In conclusion, entospletinib demonstrated modest single agent activity in iNHL and had a toxicity profile that was manageable and comparable to other BCR pathway small‐molecule inhibitors, such as idelalisib and ibrutinib. Further study of entospletinib in rational combinations with other therapeutic agents is warranted.

Authorship contributions

J.P.S. designed the research study; V.J. contributed essential reagents or tools; D.J.A., M.S., K.S.K., V.J., S.A., L.M.K., W.S., D.P.D., C.A.Y. and J.P.S. performed research; D.J.A., M.S., A.F.T., K.S.K., S.A., W.S., W.Y. and J.P.S. analysed data; D.J.A., M.S. and A.F.T. interpreted data; All authors participated in drafting and/or critically revising the manuscript, and its final approval.

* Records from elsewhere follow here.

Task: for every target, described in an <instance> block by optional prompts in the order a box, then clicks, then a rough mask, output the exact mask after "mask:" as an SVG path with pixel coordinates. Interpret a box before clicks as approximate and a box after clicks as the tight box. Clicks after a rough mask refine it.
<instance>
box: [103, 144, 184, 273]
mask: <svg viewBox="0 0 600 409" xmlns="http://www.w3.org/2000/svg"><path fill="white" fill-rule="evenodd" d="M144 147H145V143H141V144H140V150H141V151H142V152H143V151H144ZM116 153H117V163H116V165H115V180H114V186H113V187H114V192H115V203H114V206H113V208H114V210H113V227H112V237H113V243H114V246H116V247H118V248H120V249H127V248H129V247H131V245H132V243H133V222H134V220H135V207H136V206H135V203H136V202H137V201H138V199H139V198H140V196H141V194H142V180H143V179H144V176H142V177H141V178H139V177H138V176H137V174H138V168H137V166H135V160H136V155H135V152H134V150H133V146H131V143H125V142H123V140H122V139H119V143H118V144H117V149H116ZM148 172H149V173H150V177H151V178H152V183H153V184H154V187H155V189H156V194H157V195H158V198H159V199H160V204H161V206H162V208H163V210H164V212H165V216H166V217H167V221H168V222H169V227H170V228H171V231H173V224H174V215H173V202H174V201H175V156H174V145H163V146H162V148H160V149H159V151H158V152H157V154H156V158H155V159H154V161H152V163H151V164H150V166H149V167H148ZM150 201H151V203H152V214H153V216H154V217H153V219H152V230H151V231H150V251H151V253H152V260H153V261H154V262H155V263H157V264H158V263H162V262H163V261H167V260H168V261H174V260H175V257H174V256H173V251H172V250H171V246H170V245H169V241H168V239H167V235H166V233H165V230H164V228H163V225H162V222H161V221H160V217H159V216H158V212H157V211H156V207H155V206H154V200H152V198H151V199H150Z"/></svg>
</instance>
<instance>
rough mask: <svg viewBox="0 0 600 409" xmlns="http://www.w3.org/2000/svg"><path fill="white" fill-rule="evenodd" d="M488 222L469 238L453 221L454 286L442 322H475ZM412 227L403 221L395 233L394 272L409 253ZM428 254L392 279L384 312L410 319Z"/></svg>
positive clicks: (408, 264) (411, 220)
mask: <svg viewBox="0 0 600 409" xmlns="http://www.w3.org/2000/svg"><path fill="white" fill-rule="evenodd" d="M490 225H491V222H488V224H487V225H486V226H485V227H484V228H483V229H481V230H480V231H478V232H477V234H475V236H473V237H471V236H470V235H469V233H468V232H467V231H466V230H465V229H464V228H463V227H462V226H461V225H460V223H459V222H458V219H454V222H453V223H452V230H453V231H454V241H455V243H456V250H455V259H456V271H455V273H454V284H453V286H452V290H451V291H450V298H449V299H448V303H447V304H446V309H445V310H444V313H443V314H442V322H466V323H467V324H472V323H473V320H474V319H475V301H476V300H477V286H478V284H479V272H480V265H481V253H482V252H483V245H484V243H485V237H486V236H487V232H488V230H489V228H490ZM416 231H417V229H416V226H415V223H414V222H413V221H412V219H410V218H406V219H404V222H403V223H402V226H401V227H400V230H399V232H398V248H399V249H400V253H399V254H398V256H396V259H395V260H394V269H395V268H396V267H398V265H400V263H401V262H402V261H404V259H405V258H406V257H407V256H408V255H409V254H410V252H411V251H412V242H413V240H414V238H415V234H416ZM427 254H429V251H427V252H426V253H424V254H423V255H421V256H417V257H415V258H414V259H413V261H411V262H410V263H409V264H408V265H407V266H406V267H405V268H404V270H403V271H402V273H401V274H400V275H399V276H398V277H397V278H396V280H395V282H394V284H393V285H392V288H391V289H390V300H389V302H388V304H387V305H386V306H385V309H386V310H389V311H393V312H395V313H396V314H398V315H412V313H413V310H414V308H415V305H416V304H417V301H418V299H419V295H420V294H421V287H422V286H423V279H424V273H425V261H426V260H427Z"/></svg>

Conflict‐of‐interest disclosures

D.J.A., A.F.T., V.J., and L.M.K. declared no conflicts of interest. K.S.K. has been a consultant and received research funding from Gilead Science Inc.; received honoraria from TG Therapeutics. S.A. has consulted for Roche Canada Pharmaceuticals and Lundbeck Inc.; conducted research projects funded by Epizyme, Genentech, Inc., Gilead Sciences, Inc., Takeda Pharmaceutical Company, Novartis AG and AbbVie; received honoraria from Janssen, Roche Pharmaceuticals, Lundbeck Inc., Novartis AG; and served on the Board of Directors/advisory committee for Knight Therapeutics Inc.. D.P.D. has consulted and served on the Board of Directors/advisory committee for Juno Therapeutics. M.S. has received remunerations from AstraZeneca, Seattle Genetics, Merck, and Kite. W.Y. is a current or former employee of, and has owned stock/held ownership interests in Gilead Sciences, Inc. W.S. is a current employee of, has conducted research for, and has owned stock/held ownership interests in Gilead Sciences, Inc. C.A.Y. has received research funding from Gilead Sciences, Inc; has received research funding and been a consultant for Seattle Genetics and Bristol‐Myers Squib. J.P.S. a current or former employee of US Oncology, Inc.; has consulted and conducted research for Gilead Sciences, Inc., Genentech, Inc., Pharmacyclics LLC, AbbVie Inc., TG Therapeutics, Inc., and Seattle Genetics.

Key Points.

  • Entospletinib monotherapy had limited activity and acceptable tolerability in patients with relapsed or refractory iNHL and MCL

  • Entospletinib is currently being evaluated in iNHL and MCL in combination with chemotherapy and BCR‐targeted agents

Acknowledgements

The authors would like to thank Esteban Abella‐Dominicis for his scientific contributions to the study during his tenure at Gilead Sciences, Inc., and Dr. Arati V. Rao for manuscript review and writing. Editorial assistance was provided by Impact Communication Partners, Inc. This clinical study was supported by research funding from Gilead Sciences, Inc. (Foster City, CA, USA).